Danny Vozzo coloured every Sandman comics from #23 on (except #50), so it's not like we're bringing a stranger aboard, and Danny's also using the original colour schemes for things, unless they were just plain wrong (so someone wearing a green shirt will still be wearing a green shirt, unless the script had asked for a red shirt for plot reasons and we got green by mistake. A brown car will still be brown, but the blue London bus in #1 is now a red London bus). We're also not planning to add any digital dinosaurs in the background. (Although there's one panel of John Constantine in Sandman 3 where he looks about three feet tall that I'd love to have redrawn. But I won't.)

Incidentally, the stories will be going into Absolute Sandman in order of publication, wherever possible, so the short stories from Fables and Nocturnes will be back in the places they came out, rather than all together in one place.
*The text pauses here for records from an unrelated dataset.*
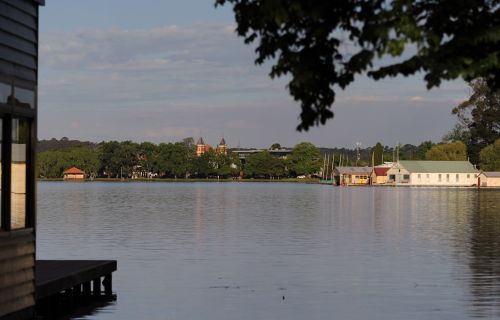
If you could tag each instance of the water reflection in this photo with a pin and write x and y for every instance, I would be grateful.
(484, 246)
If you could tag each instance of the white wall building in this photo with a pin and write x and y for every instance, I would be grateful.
(433, 173)
(489, 179)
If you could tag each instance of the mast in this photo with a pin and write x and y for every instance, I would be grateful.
(327, 166)
(333, 163)
(323, 173)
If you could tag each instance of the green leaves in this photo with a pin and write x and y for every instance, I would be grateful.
(308, 41)
(304, 159)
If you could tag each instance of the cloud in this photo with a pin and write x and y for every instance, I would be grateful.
(171, 132)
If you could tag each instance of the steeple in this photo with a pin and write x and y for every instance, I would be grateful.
(222, 147)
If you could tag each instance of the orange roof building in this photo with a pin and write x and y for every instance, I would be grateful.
(74, 174)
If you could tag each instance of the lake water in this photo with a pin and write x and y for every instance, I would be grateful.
(280, 250)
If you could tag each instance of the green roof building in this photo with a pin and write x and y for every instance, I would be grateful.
(433, 173)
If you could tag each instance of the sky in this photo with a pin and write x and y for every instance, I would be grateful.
(161, 71)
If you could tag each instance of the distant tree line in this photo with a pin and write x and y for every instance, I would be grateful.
(127, 159)
(476, 137)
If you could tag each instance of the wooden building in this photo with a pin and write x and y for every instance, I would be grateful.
(489, 179)
(74, 174)
(18, 114)
(379, 175)
(348, 176)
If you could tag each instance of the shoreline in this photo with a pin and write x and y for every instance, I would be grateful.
(180, 180)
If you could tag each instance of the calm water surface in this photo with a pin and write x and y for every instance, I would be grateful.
(234, 250)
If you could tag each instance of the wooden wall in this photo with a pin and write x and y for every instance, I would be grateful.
(19, 39)
(18, 66)
(17, 276)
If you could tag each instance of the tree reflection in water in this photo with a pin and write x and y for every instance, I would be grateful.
(484, 259)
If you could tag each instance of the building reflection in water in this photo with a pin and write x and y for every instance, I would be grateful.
(484, 255)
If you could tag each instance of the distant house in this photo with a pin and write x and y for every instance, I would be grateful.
(379, 175)
(345, 176)
(202, 147)
(432, 173)
(489, 179)
(74, 174)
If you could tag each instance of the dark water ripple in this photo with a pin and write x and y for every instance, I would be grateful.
(234, 250)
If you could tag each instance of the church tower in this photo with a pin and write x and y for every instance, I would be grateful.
(222, 147)
(200, 147)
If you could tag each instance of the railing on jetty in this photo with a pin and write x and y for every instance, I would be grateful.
(64, 285)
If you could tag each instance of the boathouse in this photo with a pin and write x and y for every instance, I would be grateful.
(489, 179)
(379, 175)
(346, 176)
(73, 174)
(433, 173)
(18, 117)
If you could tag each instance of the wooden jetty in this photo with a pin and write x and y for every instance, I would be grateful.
(63, 285)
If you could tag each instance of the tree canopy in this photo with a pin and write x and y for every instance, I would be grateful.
(304, 159)
(490, 157)
(324, 45)
(479, 118)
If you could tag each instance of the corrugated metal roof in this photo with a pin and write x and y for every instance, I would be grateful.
(381, 171)
(491, 174)
(426, 166)
(74, 171)
(354, 170)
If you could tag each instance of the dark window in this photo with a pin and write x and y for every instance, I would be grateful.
(5, 92)
(20, 138)
(24, 98)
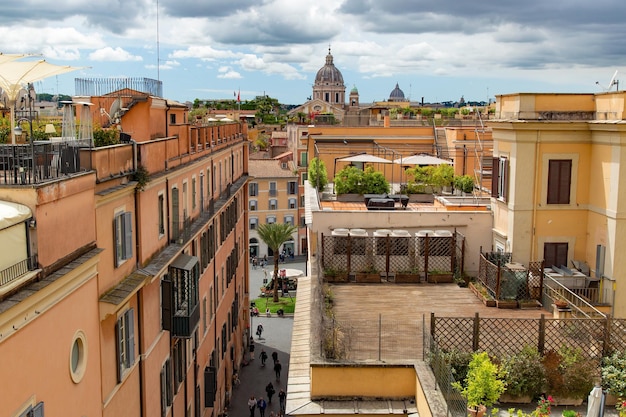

Hi Neil, I hope your deadlines are going well. Anyway, with all this talk of the Absolute Sandman books, I was curious about the possibility of including a supplemental volume that contained all of the scripts from the series similar to what Alan Moore did for the Absolute League Of Extraordinary Gentlemen. Something like that would be very nice. If that wouldn't be an option, would you want to do something like collect the scripts in a separate collection? Thanks. Rob

We've chatted about it in the past -- Fantagraphics wanted to do a Sandman script book about ten years ago. One of the reasons it's never happened is that there aren't any copies of the scripts to Sandman #2 or Sandman #5 in existence as far as we know. (And there are only paper copies of Sandman #1 and #4, although that's not really a problem.) Scott Nybakken suggested reprinting the script to Sandman 19 (Midsummer Night's Dream) in the back of the first volume, and I expect we will.

Also, bear in mind that each Sandman script was at least 10,000 words long, so the finished script book would be about 800,000 words long -- which, would be rather unlikely to come in at less than thousand pages...

...

Here's Stewart Lee's diary on the problems with taking Jerry Springer: The Opera on the road.

February 3 In my new capacity as sin-eater for the religious guilt of the entire world, I fulfil a lifetime's ambition by appearing on the Today programme, with a member of the Muslim Council to discuss the Danish Mohammed cartoon controversy. Everyone's anxious to draw parallels with the opera's persecution by the Christian right, but the Danish cartoonists wandered into a world of protected religious symbols they didn't understand. We have used a set of icons whose implications we appreciate, within a tradition of Christian imagery. And you can now buy Virgin Mary snow-globes in Vatican Square, so it's a bit late to start getting all protective.

...

I heard from an old friend that the Protestant Cemetery in Italy, burial place for Shelley and Keats (among others) is literally crumbling and may have to close its gates for good -- here's the article http://news.yahoo.com/s/afp/20060213/ts_afp/afplifestyleitaly and here's her livejournal entry, with glorious cemetery photos http://maudelynn.livejournal.com/285199.html.

Right. Off to trudge through the snow and write some more.